At least 200,000 websites designed to spoof social networks like Facebook, MySpace, and Twitter exist on the Web and are growing, according to research by Websense Security Labs. Most of them, about 150,000 target Facebook users.
With the aim of phishing for information, spreading viruses and malware, propagating spam, or avoiding email filters, the phony domains piggyback on the popularity of social networks and depend especially upon unsophisticated or unaware users to further cybercriminal agendas.
Websense offers as hypothetical examples domains like unblock.facebookproxy.com, buy.viagra.twitter.1234.com or hotbabesofmyspace999.com, all of which are similar to many of the domains researchers are discovering.
(Credit: Websense)
Facebook is an especially popular target because of its recent explosion of use among those in the workforce, particularly among 35-54 year-old demographic, which has grown 276 percent on Facebook in the past six months.
Though it appears the number of spoof sites targeting Facebook is much larger than those targeting MySpace—150,000 vs. 50,000—Websense software engineer Mark Haffenden suggests numbers can be deceiving. As the currently hot social network, Facebook is more affected by spambots creating scores of clone websites.
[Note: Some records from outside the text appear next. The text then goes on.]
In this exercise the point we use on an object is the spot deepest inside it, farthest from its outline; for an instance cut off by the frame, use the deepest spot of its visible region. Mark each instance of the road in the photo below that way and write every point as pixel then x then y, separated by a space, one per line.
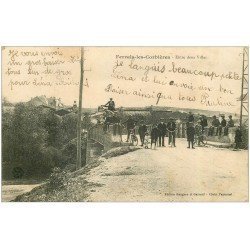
pixel 172 174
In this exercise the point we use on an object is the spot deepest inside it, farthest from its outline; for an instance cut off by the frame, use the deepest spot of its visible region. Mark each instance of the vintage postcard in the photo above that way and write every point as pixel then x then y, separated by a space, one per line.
pixel 141 124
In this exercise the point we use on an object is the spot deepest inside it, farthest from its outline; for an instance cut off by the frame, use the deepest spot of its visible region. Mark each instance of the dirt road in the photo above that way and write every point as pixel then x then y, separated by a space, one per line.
pixel 10 192
pixel 173 174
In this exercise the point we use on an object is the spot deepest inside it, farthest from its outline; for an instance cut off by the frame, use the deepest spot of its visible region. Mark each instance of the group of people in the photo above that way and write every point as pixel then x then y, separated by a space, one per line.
pixel 157 133
pixel 194 129
pixel 219 126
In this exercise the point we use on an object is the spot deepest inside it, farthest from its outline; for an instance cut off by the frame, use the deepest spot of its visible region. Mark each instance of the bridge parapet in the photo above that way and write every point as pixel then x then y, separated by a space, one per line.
pixel 109 136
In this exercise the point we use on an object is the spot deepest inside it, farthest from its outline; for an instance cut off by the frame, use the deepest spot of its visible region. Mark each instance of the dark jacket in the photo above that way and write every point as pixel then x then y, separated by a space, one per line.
pixel 204 122
pixel 130 123
pixel 190 133
pixel 230 123
pixel 162 128
pixel 191 118
pixel 171 126
pixel 154 133
pixel 142 130
pixel 110 105
pixel 223 123
pixel 215 123
pixel 238 136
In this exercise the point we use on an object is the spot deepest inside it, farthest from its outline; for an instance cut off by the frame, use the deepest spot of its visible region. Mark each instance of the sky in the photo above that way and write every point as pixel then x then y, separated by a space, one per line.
pixel 132 76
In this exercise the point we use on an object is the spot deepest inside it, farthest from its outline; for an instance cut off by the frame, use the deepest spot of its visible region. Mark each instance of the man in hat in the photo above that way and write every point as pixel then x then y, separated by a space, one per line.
pixel 130 124
pixel 162 132
pixel 199 133
pixel 190 134
pixel 171 126
pixel 190 117
pixel 222 125
pixel 214 126
pixel 230 124
pixel 110 104
pixel 238 137
pixel 203 122
pixel 154 136
pixel 142 131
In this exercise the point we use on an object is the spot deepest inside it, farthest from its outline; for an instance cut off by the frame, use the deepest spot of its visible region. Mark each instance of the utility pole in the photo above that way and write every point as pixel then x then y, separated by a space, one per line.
pixel 79 118
pixel 244 86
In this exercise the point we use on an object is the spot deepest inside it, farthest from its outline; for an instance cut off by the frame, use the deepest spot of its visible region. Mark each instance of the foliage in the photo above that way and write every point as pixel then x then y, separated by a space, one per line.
pixel 34 138
pixel 57 179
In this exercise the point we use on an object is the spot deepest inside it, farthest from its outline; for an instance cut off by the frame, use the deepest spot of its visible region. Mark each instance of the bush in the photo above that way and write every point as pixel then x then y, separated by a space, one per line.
pixel 57 180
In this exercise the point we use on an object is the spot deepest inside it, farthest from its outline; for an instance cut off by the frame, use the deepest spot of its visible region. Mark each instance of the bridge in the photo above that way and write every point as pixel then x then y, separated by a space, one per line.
pixel 115 136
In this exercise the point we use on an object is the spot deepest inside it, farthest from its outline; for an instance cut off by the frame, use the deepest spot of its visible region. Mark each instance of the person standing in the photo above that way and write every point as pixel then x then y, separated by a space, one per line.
pixel 130 124
pixel 215 125
pixel 199 133
pixel 142 131
pixel 190 134
pixel 154 136
pixel 190 117
pixel 203 122
pixel 230 124
pixel 110 104
pixel 238 137
pixel 162 132
pixel 222 125
pixel 171 126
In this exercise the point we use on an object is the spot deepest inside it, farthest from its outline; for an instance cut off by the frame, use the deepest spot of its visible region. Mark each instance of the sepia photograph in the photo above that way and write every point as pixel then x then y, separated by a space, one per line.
pixel 125 124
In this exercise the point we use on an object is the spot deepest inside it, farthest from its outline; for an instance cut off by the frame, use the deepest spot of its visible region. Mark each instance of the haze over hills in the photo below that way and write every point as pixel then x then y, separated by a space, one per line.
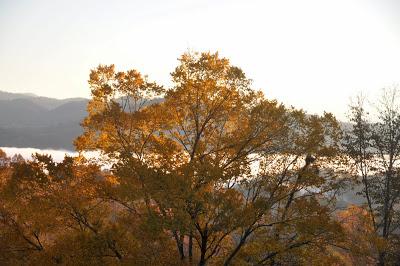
pixel 28 120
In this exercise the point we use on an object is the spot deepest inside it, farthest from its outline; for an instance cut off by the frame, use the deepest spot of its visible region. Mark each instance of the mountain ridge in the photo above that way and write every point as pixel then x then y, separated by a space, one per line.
pixel 28 120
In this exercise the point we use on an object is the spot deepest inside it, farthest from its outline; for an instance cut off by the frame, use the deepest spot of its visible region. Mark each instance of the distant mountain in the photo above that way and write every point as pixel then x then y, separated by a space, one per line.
pixel 28 120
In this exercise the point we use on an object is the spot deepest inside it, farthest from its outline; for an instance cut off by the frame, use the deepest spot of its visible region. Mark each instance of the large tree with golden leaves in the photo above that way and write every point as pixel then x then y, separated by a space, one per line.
pixel 231 177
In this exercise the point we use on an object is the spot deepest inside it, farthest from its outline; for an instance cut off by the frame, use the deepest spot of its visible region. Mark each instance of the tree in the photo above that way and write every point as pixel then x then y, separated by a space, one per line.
pixel 186 160
pixel 375 149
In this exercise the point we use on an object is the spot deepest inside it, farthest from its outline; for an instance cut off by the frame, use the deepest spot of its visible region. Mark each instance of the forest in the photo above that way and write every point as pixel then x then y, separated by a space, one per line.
pixel 207 171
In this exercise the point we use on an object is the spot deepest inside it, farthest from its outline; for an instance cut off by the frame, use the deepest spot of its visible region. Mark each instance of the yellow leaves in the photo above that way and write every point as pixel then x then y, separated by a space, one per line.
pixel 113 180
When adjusted for clones, MySpace is actually targeted more often, but it’s only a matter of a couple of thousand.
“These new threats illustrate that attackers will continue to target Facebook, MySpace and Twitter, along with other social networking sites, for three reasons,” said Websense senior director of advanced content research, Charles Renert.
“First, these Web sites are popular so fraudsters are able to target lots of victims; second, people trust the content on it because they think it’s from other people in their network; and third, they are easy to compromise because they allow anybody to create and post content. Traditional Web filtering is not enough to protect users from threats on trusted sites, and isn’t enough to keep up with fraudsters generating new URLs almost instantaneously to avoid detection. Only real-time analysis of Web content can prevent users from being exploited by these attacks.”
Cybercrooks aren’t just planting their wares out in obscure areas of cyberspace and email inboxes, though. Some targets are much closer to home. Data gathered from Websense’s Threatseeker Network shows sites allowing user-generated content make up the majority of the top 50 most active distributors of malicious content. Over 70 percent of user-generated sites have hosted malicious content in the past six months, much of it in the form of comment spam.